The "Iran Election 2009: Precursors, Observations, and Consequences" seminar began with a presentation session that aimed to expose the current crisis from political, historical, sociological, legal and human rights perspectives according to the seminar's event proposal.
There was a discussion about the controversial June 2009 re-election of President Mahmoud Ahmadinejad and an analysis of the results and whether or not the current election laws in Iran were violated.
The event was funded by organizations and private individuals, and donations from those with political or religious agendas were not accepted because the organizing committee wished to maintain an objective position, according to the proposal pamphlet.
Topics during the discussion panel included the possibility of reform in the current Iranian administration. Dabashi said, "The new generation of Iranians are in a historically unique position to rescue their parental generation from its vindictiveness," and indicated that it is the new generation that will most influence Iran's future.

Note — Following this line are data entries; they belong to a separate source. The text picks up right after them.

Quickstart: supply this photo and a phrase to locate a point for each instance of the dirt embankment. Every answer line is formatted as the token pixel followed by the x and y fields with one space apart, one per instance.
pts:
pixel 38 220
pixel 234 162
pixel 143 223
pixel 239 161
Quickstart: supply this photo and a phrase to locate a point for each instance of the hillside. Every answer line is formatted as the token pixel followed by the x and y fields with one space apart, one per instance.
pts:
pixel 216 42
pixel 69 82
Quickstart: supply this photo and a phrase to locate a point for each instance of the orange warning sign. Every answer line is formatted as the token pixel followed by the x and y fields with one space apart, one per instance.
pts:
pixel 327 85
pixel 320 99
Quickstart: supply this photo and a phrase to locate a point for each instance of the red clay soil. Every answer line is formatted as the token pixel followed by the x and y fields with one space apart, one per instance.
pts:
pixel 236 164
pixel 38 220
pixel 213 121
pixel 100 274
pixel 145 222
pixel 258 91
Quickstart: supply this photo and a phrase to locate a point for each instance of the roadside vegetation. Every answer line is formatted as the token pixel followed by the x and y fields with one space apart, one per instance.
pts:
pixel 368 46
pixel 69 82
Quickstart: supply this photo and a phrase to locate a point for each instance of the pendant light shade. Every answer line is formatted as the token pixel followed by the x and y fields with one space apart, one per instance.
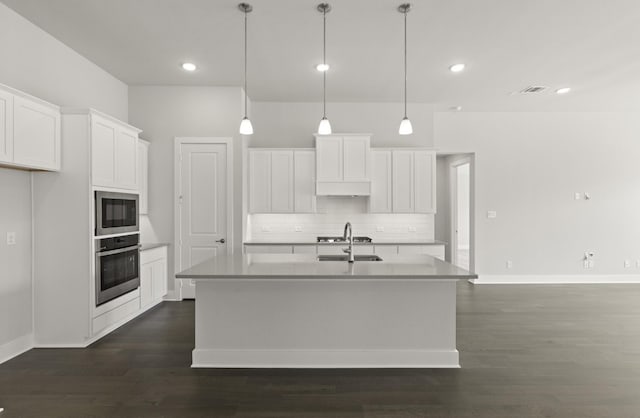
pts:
pixel 245 125
pixel 325 127
pixel 405 124
pixel 405 127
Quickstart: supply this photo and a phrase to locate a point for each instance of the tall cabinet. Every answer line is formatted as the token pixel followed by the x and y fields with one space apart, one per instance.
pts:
pixel 99 151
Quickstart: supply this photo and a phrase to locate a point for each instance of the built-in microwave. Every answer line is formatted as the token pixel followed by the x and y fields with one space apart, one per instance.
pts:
pixel 116 213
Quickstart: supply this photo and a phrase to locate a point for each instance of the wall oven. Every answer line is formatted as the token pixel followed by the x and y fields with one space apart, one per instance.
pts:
pixel 116 213
pixel 117 267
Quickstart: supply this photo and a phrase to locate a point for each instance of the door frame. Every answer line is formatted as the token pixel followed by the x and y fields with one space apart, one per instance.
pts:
pixel 453 208
pixel 177 181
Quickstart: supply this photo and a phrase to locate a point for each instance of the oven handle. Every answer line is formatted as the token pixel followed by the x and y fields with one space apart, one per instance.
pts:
pixel 119 250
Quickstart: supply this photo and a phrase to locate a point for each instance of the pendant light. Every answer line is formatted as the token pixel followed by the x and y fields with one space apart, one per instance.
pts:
pixel 245 126
pixel 405 125
pixel 325 127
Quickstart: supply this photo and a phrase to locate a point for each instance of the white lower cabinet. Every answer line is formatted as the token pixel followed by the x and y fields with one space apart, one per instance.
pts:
pixel 153 276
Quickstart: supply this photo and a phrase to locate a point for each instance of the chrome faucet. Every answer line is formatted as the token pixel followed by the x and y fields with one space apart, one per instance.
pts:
pixel 348 235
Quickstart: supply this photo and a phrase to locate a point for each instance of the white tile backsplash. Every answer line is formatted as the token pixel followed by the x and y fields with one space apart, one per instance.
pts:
pixel 282 227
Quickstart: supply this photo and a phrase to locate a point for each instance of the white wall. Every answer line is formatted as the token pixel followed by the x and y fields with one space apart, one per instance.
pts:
pixel 293 124
pixel 166 112
pixel 528 167
pixel 35 62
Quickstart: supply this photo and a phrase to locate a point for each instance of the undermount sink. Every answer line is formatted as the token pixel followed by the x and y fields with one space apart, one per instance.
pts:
pixel 345 257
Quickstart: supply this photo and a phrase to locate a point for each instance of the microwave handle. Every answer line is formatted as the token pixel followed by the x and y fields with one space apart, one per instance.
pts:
pixel 119 250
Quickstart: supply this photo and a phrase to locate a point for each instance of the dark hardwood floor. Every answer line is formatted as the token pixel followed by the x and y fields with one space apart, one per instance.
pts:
pixel 526 351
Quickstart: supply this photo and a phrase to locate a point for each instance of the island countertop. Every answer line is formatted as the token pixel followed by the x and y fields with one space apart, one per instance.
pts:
pixel 306 266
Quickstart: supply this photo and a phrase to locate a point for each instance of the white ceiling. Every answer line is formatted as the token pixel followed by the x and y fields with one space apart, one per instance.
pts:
pixel 589 45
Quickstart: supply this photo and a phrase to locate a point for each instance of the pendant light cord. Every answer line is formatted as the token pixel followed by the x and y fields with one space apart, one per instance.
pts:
pixel 324 61
pixel 405 63
pixel 246 94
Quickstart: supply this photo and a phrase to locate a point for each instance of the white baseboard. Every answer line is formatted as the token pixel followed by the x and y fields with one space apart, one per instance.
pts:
pixel 15 347
pixel 557 279
pixel 330 359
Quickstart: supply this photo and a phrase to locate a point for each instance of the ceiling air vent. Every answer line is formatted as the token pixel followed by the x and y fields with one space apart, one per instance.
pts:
pixel 533 89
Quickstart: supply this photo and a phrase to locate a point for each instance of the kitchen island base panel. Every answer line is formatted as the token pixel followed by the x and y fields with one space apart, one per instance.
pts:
pixel 325 323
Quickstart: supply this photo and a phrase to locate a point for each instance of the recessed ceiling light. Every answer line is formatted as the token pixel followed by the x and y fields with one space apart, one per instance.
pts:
pixel 456 68
pixel 189 66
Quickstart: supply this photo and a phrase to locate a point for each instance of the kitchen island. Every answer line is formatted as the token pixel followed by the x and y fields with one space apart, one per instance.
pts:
pixel 276 310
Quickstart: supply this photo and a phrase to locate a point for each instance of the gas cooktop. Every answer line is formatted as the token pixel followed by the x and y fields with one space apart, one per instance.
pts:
pixel 341 239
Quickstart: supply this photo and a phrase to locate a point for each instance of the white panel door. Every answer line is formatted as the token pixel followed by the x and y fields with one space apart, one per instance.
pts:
pixel 6 127
pixel 103 151
pixel 357 158
pixel 126 159
pixel 304 181
pixel 203 207
pixel 281 181
pixel 36 134
pixel 424 164
pixel 329 158
pixel 380 200
pixel 403 200
pixel 259 181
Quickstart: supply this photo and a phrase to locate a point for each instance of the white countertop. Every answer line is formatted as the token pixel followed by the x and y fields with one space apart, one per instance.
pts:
pixel 306 266
pixel 375 242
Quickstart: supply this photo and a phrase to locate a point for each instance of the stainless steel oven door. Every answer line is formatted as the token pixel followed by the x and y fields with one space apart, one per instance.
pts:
pixel 116 213
pixel 117 273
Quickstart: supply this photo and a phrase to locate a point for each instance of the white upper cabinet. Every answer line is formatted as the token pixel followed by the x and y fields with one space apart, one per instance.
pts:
pixel 380 200
pixel 143 175
pixel 343 165
pixel 281 181
pixel 413 179
pixel 29 131
pixel 6 127
pixel 304 181
pixel 114 153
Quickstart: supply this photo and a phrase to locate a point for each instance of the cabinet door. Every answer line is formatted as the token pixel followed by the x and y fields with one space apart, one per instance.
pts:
pixel 6 127
pixel 329 159
pixel 126 159
pixel 146 285
pixel 304 181
pixel 159 278
pixel 259 181
pixel 36 134
pixel 424 181
pixel 357 158
pixel 281 181
pixel 403 178
pixel 380 200
pixel 103 150
pixel 143 176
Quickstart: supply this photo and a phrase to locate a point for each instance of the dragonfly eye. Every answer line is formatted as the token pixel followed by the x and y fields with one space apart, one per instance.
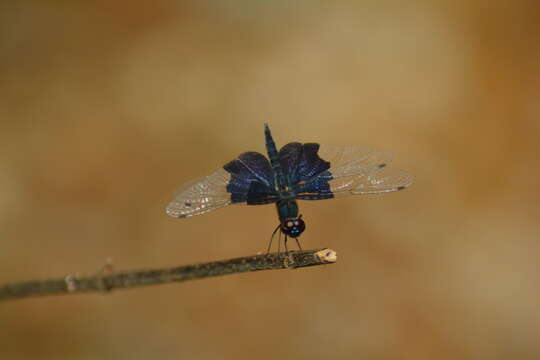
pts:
pixel 293 228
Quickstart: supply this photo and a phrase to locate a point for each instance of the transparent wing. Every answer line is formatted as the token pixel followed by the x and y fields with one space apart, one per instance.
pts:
pixel 352 160
pixel 354 170
pixel 378 181
pixel 201 196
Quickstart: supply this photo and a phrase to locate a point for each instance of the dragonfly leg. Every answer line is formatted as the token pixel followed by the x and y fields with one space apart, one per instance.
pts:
pixel 298 243
pixel 272 238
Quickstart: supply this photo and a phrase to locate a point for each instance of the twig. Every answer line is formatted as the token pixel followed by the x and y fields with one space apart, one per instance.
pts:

Ahmad Sadri, a professor of sociology and Islamic world studies at Lake Forest College, discussed the view of torture in American culture and said popular movies and television shows such as "Body of Lies" and "24," respectively, depict torture frequently, sometimes as necessary national security measures. "Anger needs to be exercised," Sadri said.
Juan Cole, a history professor at the University of Michigan, responded that the U.S. Constitution forbids cruel and unusual punishment and that the public is not demanding enough in passing anti-torture laws. Dabashi said that "Ahmadinejad has exploited the backlash" that comes with this ignorance when faced with the issue of torture.
According to Melody Moezzi ('06L), attorney, activist and award-winning writer, the Journalist and Young Activists panel that concluded the program was meant to represent the voice of Iranian-Americans on the current state in Iran.
Many Iranian-Americans like herself were expelled from the country in 1980 at the start of the Iranian Revolution, which established the current Iranian Republic, and have grown up in communities across America.